Yana Mulyana mengklaim kenaikan cukup dirasakan pascalebaran dan libur panjang beberapa waktu lalu.
“Ini sudah di titik psikologis. Menunjukkan bahwa baik fasilitas kesehatan mau pun tenaga kesehatannya sebentar lagi collapse,” katanya di Gedung PSSI Jawa Barat, Jalan Lodaya, Kota Bandung, Minggu (6/6/2021).
Ia ingin meluruskan bahawa regulasi masyarakat tidak boleh melakukan mudik muncul sebab Pemerintah Kota Bandung khawatir siklus peningkatan Covid-19 terjadi.
“Saya tidak bisa bayangkan kalau kemarin Pemerintah Pusat dan Daerah tidak membatasi soal mudik. India saja yang sudah terkendali jadi 9.000an penambahan (kasus positif covid-19) per hari. Hari ini sampai 360 ribu,” ujarnya.
“Kita ini (Indonesia) mungkin sudah mendekati 100 ribu orang, ngeri buat saya. Karena di Kota Bandung saja sudah lebih dari 100 kasus per harinya. Sebelumnya 30an kasus, sekarang sudah di 101 kasus per hari,” imbuh Yana.

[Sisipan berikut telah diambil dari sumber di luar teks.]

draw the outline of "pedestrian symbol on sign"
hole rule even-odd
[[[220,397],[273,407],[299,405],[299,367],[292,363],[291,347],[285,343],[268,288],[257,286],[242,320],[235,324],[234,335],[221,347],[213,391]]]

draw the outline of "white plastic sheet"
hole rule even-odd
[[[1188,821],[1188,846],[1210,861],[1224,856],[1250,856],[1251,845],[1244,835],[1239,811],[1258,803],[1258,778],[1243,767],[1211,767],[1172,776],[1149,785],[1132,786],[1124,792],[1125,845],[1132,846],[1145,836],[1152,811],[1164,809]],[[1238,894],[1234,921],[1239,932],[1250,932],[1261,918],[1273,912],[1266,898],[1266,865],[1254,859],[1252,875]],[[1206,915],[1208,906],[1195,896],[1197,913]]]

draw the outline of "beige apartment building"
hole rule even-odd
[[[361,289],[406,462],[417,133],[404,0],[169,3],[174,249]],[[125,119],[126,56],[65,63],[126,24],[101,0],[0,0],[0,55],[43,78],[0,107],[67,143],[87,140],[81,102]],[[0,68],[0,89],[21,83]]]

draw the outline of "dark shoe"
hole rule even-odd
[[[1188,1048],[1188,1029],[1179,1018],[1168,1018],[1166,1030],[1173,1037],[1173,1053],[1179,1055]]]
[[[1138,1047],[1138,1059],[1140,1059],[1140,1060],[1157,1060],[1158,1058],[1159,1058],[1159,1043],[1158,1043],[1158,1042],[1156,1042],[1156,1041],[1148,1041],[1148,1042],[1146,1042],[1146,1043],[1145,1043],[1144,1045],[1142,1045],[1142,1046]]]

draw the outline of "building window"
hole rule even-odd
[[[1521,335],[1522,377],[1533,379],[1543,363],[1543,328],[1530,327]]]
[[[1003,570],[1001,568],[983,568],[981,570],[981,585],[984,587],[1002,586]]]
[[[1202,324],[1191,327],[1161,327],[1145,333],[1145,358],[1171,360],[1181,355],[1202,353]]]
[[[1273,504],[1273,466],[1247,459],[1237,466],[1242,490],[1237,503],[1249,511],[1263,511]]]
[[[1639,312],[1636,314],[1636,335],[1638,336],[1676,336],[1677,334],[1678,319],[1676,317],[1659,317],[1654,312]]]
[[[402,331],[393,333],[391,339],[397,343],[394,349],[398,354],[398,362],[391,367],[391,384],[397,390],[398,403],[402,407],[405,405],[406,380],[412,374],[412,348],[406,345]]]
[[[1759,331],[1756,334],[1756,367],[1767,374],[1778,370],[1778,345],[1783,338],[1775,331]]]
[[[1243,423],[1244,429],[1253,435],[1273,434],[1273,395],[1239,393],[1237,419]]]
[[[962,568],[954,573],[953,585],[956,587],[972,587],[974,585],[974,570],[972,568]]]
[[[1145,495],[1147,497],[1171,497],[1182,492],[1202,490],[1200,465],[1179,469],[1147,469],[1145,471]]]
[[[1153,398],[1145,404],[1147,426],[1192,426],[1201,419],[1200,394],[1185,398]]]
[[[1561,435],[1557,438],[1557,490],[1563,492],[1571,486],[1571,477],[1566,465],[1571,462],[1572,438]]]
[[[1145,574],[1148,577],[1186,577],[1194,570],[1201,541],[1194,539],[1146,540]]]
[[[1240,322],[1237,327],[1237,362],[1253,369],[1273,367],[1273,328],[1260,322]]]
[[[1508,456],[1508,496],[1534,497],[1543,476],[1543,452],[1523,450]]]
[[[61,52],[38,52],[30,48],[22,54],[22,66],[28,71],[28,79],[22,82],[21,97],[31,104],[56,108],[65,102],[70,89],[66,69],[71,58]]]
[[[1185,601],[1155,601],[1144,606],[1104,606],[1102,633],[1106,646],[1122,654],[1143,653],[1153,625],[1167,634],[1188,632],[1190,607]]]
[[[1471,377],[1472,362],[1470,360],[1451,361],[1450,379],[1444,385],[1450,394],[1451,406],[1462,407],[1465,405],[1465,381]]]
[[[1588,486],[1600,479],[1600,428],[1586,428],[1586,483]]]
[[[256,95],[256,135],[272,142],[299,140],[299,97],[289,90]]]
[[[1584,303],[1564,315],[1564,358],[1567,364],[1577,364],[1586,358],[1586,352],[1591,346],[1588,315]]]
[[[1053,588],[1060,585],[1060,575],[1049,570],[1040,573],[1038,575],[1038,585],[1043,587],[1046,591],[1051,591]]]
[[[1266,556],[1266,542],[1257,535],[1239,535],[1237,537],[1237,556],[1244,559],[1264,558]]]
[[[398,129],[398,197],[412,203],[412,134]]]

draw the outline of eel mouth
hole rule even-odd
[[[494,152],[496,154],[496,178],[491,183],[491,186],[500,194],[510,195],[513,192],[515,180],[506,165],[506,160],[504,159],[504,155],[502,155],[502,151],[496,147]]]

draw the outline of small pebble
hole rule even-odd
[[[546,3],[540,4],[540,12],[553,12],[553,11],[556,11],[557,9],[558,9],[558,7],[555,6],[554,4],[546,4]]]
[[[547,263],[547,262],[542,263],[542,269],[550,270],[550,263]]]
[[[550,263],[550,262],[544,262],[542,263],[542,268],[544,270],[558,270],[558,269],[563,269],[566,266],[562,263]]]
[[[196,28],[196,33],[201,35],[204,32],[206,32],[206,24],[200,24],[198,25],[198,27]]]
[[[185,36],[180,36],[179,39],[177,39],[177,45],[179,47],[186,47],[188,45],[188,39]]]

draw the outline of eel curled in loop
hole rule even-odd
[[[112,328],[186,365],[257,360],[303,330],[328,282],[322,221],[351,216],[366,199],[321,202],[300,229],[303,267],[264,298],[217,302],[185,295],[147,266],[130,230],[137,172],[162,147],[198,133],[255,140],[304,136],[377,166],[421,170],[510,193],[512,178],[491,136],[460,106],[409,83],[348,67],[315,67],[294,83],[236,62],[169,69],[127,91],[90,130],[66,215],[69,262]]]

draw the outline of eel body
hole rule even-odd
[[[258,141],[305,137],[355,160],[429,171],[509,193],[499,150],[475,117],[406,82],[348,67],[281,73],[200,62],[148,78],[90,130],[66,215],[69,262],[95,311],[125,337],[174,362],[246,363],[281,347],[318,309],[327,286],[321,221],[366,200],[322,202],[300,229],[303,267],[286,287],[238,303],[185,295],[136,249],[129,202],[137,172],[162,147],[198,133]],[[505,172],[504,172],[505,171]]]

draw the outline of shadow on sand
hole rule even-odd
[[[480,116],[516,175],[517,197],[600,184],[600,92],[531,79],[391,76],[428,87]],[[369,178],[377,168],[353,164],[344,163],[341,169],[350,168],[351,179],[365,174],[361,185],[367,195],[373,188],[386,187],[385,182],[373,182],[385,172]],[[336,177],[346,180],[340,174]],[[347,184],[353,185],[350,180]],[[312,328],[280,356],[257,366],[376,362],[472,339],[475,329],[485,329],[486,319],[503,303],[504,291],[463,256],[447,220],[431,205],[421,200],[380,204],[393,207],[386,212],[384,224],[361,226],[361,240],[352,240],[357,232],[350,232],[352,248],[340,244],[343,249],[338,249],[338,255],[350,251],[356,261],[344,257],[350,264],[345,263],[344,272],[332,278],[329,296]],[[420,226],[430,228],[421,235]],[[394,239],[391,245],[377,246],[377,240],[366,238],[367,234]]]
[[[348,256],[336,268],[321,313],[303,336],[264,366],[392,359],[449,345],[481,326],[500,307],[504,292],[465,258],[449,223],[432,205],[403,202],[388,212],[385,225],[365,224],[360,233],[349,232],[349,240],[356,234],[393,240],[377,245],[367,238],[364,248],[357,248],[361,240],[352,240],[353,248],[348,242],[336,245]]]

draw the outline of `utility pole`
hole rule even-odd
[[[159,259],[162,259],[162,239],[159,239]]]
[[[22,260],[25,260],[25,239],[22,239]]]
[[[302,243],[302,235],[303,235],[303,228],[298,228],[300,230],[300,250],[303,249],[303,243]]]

Yana Mulyana mengklaim bahwa angka tersebut meningkat baru pascalebaran. Terlebih setelahnya ada libur Hari Raya Waisak dan Hari Lahir Pancasila yang bisa dimanfaatkan libur panjang bersamaan dengan cuti pada sebelum atau sesudahnya.
“Kemarin konsentrasi mencegah libur panjang seminggu sebelum lebaran. Padahal di tanggal berikutnya ada lagi hari libur yang jatuhnya hari kejepit. Mungkin ada saja orang yang mengambil cuti dan memanfaatkannya jadi libur panjang,” paparnya.
Wakil Wali Kota Bandung ini pun menjelaskan bahwa kunci dalam mengantisipasi penambahan kasus lebih banyak yakni Pemberlakuan Pembatasan Kegiatan Masyarakat (PPKM) kewilayahan dari RT dan RW.
“Kuncinya itu, kita minta kewilayahan, termasuk TNI-Polri. Kuncinya di sana saja (RT RW), karena lebih paham. Soal infrastruktur, faskesnya, tempat isolasi mandiri untuk yang tidak bergejala kita sudah siapkan. Orang yang bergejala kita minta Rumah Sakit menambah tempat tidur juga. Mudah-mudahan tidak terpakai,” tuturnya.